Случались и драки — по политическим причинам. Как-то на улице затеяли ссору трое подвыпивших молодых англичан: их возмутило, что в Кембридже говорят по-русски. Отношения затем выясняли в пансионе, куда британские патриоты влезли по наружной стене. Хорошо, что до начальства не дошло.

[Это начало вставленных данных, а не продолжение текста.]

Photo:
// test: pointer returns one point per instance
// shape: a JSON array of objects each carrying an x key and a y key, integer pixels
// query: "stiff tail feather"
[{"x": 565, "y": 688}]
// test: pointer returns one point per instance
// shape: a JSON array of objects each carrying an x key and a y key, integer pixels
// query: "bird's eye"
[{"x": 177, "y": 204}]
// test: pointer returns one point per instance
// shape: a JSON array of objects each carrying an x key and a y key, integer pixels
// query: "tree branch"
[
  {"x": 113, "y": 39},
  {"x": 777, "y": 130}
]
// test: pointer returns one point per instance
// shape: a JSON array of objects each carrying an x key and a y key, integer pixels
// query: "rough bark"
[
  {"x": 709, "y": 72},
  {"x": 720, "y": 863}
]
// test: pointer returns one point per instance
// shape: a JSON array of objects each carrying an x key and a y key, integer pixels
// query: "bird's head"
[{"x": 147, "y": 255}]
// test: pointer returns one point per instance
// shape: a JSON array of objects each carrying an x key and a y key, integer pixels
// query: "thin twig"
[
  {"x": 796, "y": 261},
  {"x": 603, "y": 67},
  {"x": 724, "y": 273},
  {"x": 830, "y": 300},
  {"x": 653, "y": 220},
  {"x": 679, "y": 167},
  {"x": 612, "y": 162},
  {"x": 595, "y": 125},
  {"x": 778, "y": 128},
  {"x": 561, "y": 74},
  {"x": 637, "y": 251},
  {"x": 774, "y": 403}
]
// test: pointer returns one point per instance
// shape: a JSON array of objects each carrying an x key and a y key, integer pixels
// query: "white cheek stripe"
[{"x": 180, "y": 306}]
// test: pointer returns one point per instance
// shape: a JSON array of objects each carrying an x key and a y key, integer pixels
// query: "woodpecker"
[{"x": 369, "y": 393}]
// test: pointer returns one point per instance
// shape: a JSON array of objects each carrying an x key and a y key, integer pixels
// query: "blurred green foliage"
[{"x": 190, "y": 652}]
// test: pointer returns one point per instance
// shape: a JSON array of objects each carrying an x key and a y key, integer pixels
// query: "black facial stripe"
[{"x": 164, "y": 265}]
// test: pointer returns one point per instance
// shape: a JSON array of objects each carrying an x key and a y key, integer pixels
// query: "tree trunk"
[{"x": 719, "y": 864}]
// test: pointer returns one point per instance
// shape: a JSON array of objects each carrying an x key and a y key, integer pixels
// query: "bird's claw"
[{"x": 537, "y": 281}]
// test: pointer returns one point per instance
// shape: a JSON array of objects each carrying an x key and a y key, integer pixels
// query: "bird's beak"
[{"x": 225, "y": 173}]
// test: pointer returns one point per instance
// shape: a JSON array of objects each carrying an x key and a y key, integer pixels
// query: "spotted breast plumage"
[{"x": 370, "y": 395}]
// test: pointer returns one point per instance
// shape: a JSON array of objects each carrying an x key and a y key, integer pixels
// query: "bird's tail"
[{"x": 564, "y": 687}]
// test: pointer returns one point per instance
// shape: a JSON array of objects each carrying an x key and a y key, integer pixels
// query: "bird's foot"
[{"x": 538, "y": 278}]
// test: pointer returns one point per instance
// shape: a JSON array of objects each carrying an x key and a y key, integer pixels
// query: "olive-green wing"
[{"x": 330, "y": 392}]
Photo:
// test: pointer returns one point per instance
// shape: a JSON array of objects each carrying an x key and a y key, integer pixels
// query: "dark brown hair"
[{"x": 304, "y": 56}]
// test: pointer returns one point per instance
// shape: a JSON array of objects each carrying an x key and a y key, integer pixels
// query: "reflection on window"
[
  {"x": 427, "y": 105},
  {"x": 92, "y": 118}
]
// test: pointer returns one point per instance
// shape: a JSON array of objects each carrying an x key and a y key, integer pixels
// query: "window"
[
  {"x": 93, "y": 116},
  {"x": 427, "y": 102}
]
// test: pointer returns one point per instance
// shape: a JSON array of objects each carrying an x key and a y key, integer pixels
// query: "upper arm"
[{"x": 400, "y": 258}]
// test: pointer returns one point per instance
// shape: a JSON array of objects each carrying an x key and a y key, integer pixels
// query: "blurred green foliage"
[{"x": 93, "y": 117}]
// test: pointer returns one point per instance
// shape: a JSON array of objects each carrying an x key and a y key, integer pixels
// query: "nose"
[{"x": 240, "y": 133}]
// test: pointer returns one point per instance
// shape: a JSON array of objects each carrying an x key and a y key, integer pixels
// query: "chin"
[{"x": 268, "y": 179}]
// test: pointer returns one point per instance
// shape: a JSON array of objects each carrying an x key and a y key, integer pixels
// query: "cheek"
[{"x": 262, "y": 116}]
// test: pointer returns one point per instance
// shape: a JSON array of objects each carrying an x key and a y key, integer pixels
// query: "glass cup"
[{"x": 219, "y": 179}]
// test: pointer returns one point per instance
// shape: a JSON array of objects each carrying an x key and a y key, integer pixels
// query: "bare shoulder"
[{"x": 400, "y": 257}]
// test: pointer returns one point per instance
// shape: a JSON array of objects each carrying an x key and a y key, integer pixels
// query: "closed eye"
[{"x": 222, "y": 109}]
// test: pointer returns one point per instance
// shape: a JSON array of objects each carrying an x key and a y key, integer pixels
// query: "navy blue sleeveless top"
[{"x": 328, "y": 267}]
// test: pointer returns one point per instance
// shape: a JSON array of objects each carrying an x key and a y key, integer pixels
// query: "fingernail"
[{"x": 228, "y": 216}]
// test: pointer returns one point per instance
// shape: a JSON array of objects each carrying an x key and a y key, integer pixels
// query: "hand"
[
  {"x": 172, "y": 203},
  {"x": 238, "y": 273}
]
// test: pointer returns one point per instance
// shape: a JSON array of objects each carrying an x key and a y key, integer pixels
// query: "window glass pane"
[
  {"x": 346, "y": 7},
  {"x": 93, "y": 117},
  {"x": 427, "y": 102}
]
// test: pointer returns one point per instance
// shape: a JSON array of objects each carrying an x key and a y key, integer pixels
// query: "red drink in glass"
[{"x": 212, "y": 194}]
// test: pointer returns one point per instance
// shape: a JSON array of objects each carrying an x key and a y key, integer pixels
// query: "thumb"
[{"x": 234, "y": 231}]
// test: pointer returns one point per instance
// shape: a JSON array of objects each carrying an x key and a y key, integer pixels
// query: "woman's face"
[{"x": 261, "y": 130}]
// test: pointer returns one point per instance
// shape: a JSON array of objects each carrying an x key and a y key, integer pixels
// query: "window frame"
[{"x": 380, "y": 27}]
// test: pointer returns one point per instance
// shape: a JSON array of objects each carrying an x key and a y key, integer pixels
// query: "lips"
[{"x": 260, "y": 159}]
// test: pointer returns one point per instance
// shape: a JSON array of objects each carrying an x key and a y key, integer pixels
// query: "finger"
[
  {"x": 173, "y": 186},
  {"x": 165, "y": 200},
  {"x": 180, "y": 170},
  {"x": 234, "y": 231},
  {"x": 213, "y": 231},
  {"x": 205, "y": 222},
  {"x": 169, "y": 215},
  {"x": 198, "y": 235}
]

К таким сценкам Набоков, проживший в Кембридже уже два года, должно быть, успел привыкнуть. Поначалу же его оскорбляло и выводило из себя нежелание английских сверстников не то что проникнуться симпатией к бедствующей России, но хотя бы узнать о ней крупицу правды. В «Других берегах» описан некто Бомстон, пользовавшийся у студентов влиянием «великан с зачаточной лысиной и лошадиной челюстью», — никакого портретного сходства с героем «Новой Элоизы» лордом Бомстоном, которого Руссо наделил, вкупе с чувствительным сердцем, образцовой твердостью нравственных принципов. Этот Бомстон, а в действительности Батлер, будущий глава Тринити-колледжа и реальный кандидат в премьер-министры, был в своих суждениях о России непреклонен: революция — благо, а все беды из-за блокады, которой страну подвергли бывшие союзники. Террор, пытки и расстрелы — нежелательные косвенные следствия, тогда как провозглашенные большевиками цели справедливы и достойны. Недовольство эмигрантов объясняется исключительно тем, что революция отобрала у них социальные привилегии и богатства.